Autumn brought an abrupt explanation of the mystery. Kanaka Joe had been
arrested for horse stealing, but had with noble candor confessed to
the finer offense of manslaughter. That swift and sure justice which
overtook the horse stealer in these altitudes was stayed a moment and
hesitated, for the victim was clearly the mysterious unknown. Curiosity
got the better of an extempore judge and jury.

"It was a fair fight," said the accused, not without some human vanity,
feeling that the camp hung upon his words, "and was settled by the
man az was peartest and liveliest with his weapon. We had a sort of
unpleasantness over at Lagrange the night afore, along of our both
hevin' a monotony of four aces. We had a clinch and a stamp around, and
when we was separated it was only a question of shootin' on sight. He
left Lagrange at sun up the next morning, and I struck across a bit o'
buckeye and underbrush and came upon him, accidental like, on the Red
Chief Road. I drawed when I sighted him, and called out.

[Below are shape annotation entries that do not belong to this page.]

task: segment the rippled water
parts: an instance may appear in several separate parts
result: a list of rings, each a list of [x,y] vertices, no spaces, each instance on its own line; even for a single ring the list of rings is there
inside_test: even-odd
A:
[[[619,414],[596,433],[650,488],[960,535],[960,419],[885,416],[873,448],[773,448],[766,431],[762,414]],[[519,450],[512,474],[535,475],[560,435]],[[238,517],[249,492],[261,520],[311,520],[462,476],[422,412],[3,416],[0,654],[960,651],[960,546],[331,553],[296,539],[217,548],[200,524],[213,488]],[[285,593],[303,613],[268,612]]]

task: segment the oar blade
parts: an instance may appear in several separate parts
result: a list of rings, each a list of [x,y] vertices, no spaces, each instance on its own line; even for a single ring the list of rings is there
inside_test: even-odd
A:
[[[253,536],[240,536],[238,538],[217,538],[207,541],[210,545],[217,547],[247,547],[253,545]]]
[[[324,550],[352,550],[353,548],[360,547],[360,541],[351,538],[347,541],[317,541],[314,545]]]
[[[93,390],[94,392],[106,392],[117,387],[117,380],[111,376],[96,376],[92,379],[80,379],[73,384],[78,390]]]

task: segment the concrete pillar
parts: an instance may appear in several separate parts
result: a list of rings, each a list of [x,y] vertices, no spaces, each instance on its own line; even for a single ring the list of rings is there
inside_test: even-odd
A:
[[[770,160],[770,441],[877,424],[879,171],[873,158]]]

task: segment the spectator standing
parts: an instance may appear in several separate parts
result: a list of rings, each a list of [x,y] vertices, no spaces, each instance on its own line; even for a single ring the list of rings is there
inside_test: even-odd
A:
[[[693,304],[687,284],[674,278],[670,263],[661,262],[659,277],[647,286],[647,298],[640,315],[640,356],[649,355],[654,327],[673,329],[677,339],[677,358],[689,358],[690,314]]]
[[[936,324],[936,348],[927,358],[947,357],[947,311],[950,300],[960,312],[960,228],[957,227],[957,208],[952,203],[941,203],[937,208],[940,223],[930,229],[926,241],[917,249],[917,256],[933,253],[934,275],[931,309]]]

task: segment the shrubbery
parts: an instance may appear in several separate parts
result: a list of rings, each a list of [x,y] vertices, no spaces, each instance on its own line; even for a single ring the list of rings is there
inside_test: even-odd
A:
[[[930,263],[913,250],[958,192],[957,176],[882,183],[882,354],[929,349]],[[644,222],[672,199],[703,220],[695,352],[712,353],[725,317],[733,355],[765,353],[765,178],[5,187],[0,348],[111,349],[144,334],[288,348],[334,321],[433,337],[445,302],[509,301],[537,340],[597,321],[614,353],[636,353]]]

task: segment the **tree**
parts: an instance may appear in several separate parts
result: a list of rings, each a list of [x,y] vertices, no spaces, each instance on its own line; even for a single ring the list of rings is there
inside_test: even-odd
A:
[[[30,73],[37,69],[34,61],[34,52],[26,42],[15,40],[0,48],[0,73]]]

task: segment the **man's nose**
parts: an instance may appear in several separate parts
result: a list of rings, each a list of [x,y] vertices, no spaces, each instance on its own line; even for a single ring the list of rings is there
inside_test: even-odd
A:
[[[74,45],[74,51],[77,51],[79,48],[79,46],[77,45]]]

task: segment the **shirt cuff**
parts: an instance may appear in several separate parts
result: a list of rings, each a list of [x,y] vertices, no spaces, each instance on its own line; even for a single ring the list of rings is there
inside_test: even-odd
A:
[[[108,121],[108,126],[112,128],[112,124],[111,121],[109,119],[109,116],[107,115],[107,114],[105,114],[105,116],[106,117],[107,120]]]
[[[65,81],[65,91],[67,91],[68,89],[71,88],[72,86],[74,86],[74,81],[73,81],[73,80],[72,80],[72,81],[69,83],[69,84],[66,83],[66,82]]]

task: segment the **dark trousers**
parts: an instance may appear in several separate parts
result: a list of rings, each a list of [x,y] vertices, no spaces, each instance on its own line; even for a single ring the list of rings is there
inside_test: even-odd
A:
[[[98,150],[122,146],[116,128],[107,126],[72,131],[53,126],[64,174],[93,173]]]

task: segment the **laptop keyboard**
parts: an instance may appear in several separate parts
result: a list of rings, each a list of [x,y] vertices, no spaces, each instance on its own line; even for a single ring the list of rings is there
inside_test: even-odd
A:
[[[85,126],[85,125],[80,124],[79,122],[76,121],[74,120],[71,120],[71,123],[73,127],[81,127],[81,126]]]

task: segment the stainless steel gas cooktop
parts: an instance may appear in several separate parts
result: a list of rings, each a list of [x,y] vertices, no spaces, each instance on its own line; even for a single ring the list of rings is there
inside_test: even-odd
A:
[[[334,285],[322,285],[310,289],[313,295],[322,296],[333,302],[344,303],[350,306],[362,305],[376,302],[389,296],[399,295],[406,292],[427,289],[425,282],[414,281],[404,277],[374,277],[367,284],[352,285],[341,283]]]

He slipped from
his mare and covered himself with her flanks, reaching for his holster,
but she rared and backed down on him across the road and into the grass,
where I got in another shot and fetched him."

"And you stole his mare?" suggested the Judge.

"I got away," said the gambler, simply.

Further questioning only elicited the fact that Joe did not know the
name or condition of his victim. He was a stranger in Lagrange.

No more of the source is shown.